Fortifying air bases

Raytheon integrated air defense systems — advanced radars, command and control systems and interceptors — form a multi-layered shield for air base defense

Housing advanced aircraft, highly trained personnel and critical military assets, they serve as launchpads for aerial superiority and power projection.

“With the rise of sophisticated adversaries and unconventional warfare, the imperative to fortify U.S. and allied bases has never been more evident,” said Paul Ferraro, president of Air Power at Raytheon, an RTX business.

To safeguard these vital installations from airborne threats such as enemy aircraft, cruise missile raids and drone swarms, the concept of air base air defense has gained paramount importance.

“Air base air defense is not just a necessity – it is our unwavering resolve to ensure the skies remain secure, empowering the U.S. and its allies to defend our interests and maintain air superiority in an ever-changing world,” Ferraro said.

Raytheon is using its decades of integration expertise to provide advanced surveillance, detection and interception systems that form a multi-layered shield around air bases. At the heart of its solution lies the Battle Space Command and Control Center, or BC3, which synchronizes standalone sensors and weapon systems into a cohesive network.

What sets Raytheon’s BC3 system apart from others that also use BC3 is the company’s exclusive decision aid software that allows users to adapt and enhance the system according to evolving needs, making it a versatile and future-proof solution.
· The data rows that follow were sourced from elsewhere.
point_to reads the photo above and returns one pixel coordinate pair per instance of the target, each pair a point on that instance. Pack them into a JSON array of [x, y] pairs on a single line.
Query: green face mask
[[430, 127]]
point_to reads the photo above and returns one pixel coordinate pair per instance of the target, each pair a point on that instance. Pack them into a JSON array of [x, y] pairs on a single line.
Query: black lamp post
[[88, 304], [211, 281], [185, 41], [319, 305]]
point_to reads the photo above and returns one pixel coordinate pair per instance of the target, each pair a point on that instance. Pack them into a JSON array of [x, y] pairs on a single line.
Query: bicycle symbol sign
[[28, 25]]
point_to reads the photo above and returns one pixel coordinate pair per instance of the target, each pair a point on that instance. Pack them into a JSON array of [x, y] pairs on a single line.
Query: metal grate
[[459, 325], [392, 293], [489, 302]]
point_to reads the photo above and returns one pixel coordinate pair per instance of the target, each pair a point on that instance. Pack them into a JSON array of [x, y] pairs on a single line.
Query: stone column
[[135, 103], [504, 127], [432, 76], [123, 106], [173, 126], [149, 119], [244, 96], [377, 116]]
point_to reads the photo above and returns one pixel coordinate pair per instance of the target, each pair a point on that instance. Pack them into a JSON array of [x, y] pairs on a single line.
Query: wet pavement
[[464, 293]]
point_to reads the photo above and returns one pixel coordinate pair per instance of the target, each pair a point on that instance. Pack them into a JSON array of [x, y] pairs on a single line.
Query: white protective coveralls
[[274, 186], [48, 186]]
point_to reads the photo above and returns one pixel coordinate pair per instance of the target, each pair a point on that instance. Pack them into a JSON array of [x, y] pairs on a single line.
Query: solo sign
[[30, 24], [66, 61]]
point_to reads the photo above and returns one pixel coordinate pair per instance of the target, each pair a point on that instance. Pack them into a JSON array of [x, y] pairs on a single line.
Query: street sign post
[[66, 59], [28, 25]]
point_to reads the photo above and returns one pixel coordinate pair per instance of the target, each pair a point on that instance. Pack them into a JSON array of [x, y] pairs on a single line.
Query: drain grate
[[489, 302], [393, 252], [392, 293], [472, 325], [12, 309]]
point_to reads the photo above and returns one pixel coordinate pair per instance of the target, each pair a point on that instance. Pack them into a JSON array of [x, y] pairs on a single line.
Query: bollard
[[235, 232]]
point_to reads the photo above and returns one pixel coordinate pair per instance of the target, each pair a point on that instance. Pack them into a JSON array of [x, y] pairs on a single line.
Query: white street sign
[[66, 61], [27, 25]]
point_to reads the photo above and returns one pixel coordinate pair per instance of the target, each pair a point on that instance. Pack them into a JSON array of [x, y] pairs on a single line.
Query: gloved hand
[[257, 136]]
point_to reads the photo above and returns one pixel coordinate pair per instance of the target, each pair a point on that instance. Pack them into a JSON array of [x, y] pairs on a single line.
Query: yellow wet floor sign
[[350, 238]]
“Our decision aid software overlaid on top of BC3 acts as the vital link between sensors and effectors to empower warfighters to make faster, optimal decisions in engaging hostile threats,” said Glenn Ouyang, who leads Mission Integration Systems for Domain Awareness and Precision Strike at Raytheon.
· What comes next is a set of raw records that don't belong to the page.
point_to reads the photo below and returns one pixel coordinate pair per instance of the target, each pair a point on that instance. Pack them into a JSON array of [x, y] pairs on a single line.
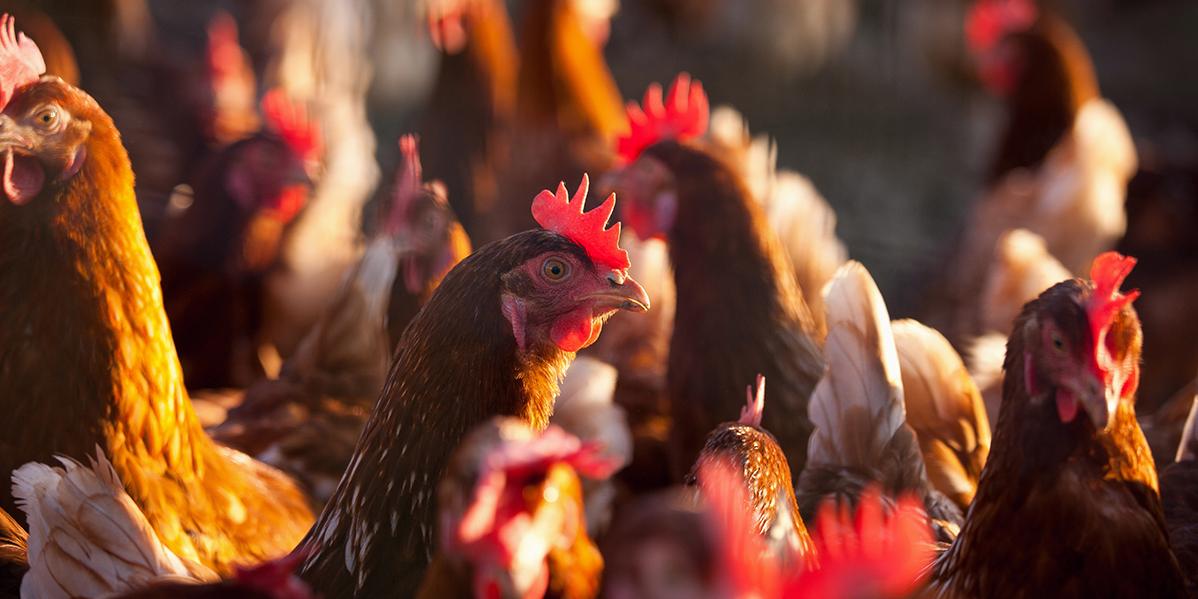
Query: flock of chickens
[[506, 399]]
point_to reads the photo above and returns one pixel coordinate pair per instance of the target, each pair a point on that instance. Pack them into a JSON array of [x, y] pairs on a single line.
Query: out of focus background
[[876, 102]]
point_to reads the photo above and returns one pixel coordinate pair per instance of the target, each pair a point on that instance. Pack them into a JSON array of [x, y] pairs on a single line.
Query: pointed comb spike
[[290, 121], [20, 61], [561, 215], [755, 404], [682, 114]]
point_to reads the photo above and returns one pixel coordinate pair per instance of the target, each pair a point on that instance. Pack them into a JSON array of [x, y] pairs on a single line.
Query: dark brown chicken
[[216, 250], [494, 340], [13, 550], [470, 110], [86, 356], [1068, 503], [739, 312]]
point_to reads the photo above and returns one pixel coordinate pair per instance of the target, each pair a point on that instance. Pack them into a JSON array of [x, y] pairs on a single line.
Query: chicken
[[944, 409], [738, 309], [216, 252], [13, 556], [307, 421], [467, 116], [1178, 500], [879, 555], [586, 407], [86, 357], [512, 515], [861, 437], [86, 536], [754, 453], [270, 580], [568, 109], [494, 339], [1068, 503], [1062, 165]]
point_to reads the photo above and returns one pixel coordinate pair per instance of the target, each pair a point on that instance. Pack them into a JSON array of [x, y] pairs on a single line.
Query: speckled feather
[[457, 365]]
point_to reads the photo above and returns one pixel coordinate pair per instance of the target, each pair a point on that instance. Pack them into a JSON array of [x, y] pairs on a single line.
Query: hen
[[861, 437], [738, 309], [512, 516], [86, 356], [216, 252], [466, 119], [1068, 503], [944, 409], [307, 421], [1064, 159], [494, 339]]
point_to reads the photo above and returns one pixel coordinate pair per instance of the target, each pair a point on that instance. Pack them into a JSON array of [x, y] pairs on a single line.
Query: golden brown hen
[[86, 356]]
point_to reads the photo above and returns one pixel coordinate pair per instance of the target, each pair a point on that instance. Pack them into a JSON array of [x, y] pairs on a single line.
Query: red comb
[[484, 528], [290, 121], [755, 404], [562, 215], [224, 50], [872, 555], [683, 115], [1107, 272], [990, 20], [407, 181], [20, 61]]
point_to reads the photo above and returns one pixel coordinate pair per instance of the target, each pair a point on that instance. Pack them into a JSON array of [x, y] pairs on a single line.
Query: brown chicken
[[944, 409], [754, 453], [861, 437], [13, 549], [1068, 504], [1179, 482], [512, 516], [1062, 165], [467, 116], [739, 310], [86, 356], [568, 108], [494, 340], [216, 252], [307, 422]]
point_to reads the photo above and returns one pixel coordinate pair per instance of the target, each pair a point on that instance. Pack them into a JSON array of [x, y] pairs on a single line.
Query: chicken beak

Simply put, “Raytheon’s BC3 is the super glue that combines sensors and effectors into an effective force that is greater than the sum of its parts,” Ouyang said.


How integrated air defense systems work:

Sense: Sensors like the Early Warning Radar or Sentinel radar first observe a potential threat and a track appears on the operator’s screen.

Decide: Raytheon uses artificial intelligence and machine learning as decision aids that allow the operator to identify a track as friendly or hostile.

Effect: If a track is identified as hostile, Raytheon’s decision aids use algorithms to quickly recommend multiple options for engaging with different weapons based on the threat’s physical aspects and trajectory kinematics.


“Our decision aids allow the operator to optimize threat engagement along predictive trajectories, ultimately maximizing the overall effectiveness of the system,” Ouyang said.

With these decision aids, the operator can avoid situations where multiple missiles are unnecessarily used to engage a threat. Simultaneously, these decision aids give the operator numerous opportunities to engage a threat based on its predictive trajectory, thereby minimizing the risk of a penetrating threat.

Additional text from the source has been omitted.